Silence the Screen, Still the Dread: How to Live in the Present Moment
For high-achieving women, the greatest challenge isn't the workload—it's the constant feeling that you should be doing more, anticipating the next crisis, or checking for the next notification. This relentless mental state keeps you stuck between the past and the future, preventing you from ever truly resting in the moment.
This guide dives into the essence of Week 11’s challenge: Reducing Distractions and Altered Mind-States to fully engage with your present reality.
Challenge Week 11: Life Distracted & The Power of the "Phone Fast"
The first step to living in the moment is eliminating the external forces that constantly pull your mind away. The digital world is the biggest culprit.
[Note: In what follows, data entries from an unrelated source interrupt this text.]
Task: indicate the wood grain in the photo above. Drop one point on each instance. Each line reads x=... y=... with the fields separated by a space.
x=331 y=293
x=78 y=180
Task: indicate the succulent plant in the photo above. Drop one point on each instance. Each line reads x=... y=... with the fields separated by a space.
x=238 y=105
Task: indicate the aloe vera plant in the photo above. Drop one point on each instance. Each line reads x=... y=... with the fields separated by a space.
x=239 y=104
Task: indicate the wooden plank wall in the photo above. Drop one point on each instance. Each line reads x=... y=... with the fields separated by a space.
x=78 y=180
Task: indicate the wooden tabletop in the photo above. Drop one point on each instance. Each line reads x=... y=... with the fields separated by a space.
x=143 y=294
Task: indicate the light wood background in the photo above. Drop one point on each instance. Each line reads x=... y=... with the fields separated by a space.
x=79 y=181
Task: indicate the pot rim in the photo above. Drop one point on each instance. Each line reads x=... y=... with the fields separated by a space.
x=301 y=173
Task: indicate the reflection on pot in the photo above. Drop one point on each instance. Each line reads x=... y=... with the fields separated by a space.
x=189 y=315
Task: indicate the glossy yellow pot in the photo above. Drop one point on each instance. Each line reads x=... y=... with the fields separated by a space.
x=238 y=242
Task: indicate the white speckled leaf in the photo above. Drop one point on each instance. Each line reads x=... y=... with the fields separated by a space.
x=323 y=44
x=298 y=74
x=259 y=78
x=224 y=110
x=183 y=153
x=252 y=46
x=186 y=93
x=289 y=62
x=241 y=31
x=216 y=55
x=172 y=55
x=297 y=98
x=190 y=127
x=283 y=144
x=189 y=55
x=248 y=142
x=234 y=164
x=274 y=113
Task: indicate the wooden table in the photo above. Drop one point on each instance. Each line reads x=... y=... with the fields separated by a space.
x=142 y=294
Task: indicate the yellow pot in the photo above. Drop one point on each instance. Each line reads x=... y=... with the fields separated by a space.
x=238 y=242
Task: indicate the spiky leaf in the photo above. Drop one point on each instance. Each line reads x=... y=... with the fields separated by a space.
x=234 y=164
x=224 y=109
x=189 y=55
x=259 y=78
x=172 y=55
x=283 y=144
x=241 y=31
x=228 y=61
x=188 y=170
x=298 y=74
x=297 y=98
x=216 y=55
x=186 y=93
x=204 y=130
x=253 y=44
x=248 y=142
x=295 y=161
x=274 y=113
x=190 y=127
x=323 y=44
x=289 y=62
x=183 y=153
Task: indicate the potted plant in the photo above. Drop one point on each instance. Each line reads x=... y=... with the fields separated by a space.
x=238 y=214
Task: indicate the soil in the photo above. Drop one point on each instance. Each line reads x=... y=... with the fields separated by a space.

Your challenge this week is simple but profound:
Institute a “Phone Fast” for 30 minutes a day. Put your phone in a drawer, on silent, in another room, and let it stay there. [cite_start]Use that time to do something physical, creative, or restful.
Why Disconnecting Matters (The Science)
Constant distraction keeps your prefrontal cortex (the thinking brain) perpetually on high alert.
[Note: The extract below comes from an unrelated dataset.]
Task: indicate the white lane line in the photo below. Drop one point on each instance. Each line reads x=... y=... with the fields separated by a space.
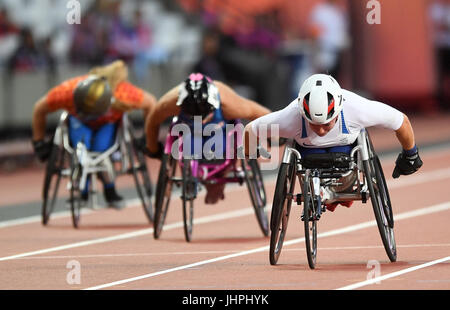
x=394 y=274
x=406 y=215
x=133 y=234
x=420 y=177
Context Switching Costs: This continuous switching between tasks and notifications, known as "context switching," taxes your cognitive load and leads to a measurable increase in mistakes and a decrease in deep, focused attention.
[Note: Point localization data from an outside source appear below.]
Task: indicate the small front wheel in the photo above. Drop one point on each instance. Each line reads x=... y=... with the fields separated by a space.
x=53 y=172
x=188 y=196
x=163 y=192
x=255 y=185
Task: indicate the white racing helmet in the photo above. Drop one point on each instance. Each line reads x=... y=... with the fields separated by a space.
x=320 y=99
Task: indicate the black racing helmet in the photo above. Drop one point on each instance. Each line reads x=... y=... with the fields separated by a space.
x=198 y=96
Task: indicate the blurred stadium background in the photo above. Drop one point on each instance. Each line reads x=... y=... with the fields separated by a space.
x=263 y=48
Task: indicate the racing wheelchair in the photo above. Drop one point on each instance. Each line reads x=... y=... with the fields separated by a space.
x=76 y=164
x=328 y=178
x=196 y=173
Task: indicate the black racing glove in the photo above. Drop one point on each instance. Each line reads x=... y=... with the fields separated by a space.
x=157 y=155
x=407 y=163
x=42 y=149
Preventing Overwhelm: By giving yourself a full 30 minutes of uninterrupted focus, you are teaching your brain to breathe and giving a gift to both your efficiency and your peace.
Mind-Body Connection: This is vital Soul Work. When you stop chasing the external notification, you hear the quiet, steady wisdom of your inner voice, connecting you to your authentic self.
Beyond the Brain Fog: The Life-and-Death Cost of Distraction (CDC Data)
Distraction isn't just about feeling overwhelmed in your work life; it is a critical public safety issue with fatal consequences, emphasizing how dangerous it is when the brain is not present in the moment.
According to the Centers for Disease Control and Prevention (CDC) and related data:
Nine people in the United States are killed every single day in crashes that are reported to involve a distracted driver.
In 2019, over 3,100 people were killed and about 424,000 were injured in crashes involving a distracted driver.
About 1 in 5 of the people who died in these crashes in 2019 were not in vehicles—they were walking, riding their bikes, or otherwise outside a vehicle.
Anything that takes your attention away from driving—whether it's using a cell phone, texting, or eating—is a potential distraction that increases your risk of crashing.
If you cannot maintain focus for a mere 30-minute Phone Fast, consider the catastrophic risk of taking your attention away from a high-stakes task like driving. This underscores that being present is not a luxury; it is a necessity for survival and safety.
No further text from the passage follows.